Introduction
Nutrient Document Automation Server (DAS) Content Extraction (formerly known as Kingfisher) provides a set of operations for processing PDF files. It includes splitting, extracting pages, extracting text, and renaming files based on the content of the files. DAS Content Extraction also provides the ability to set the security, metadata, and other attributes of a PDF document.
What makes DAS Content Extraction stand out is the ability to perform split, extract, and rename operations based on text or barcodes found in zones or coordinates in a PDF page. DAS Content Extraction can use optical character recognition (OCR) to extract text data from image PDF files or pages.
System requirements
Requirement | Value |
---|---|
Supported operating systems | Windows 10 (64bit)Windows Server 2012Windows Server 2016Windows Server 2019 |
Supported SharePoint versions | SharePoint Online (Office 365)SharePoint Server 2019SharePoint Server 2016SharePoint Server 2013SharePoint Server 2010 |
Disk space | 450 Mb |
.NET framework | 4.7.2 |
Installation
DAS Content Extraction requires installation by a user with administrator privileges.

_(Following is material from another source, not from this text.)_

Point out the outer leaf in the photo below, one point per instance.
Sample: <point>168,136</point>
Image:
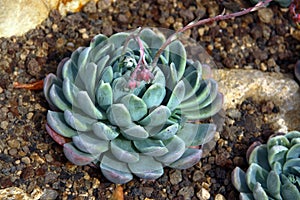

The installer will guide you through the process of setting up DAS Content Extraction.
User permissions
The logged-in user for the user interface (UI) and the service user require full control of the following folders under the Kingfisher installation folder:
-
Conditions
-
License
-
Logfiles
-
Status
-
Temp
In addition, the user(s) will require full control of the following files in the bin folder:
-
Kingfisher.Config
-
Kingfisher.Service.exe.config
Service user
When DAS Content Extraction is installed, its service logs on as the local system account. This is generally suitable for installations where the files being processed are present on the installation machine or are stored in SharePoint (online or on-premises).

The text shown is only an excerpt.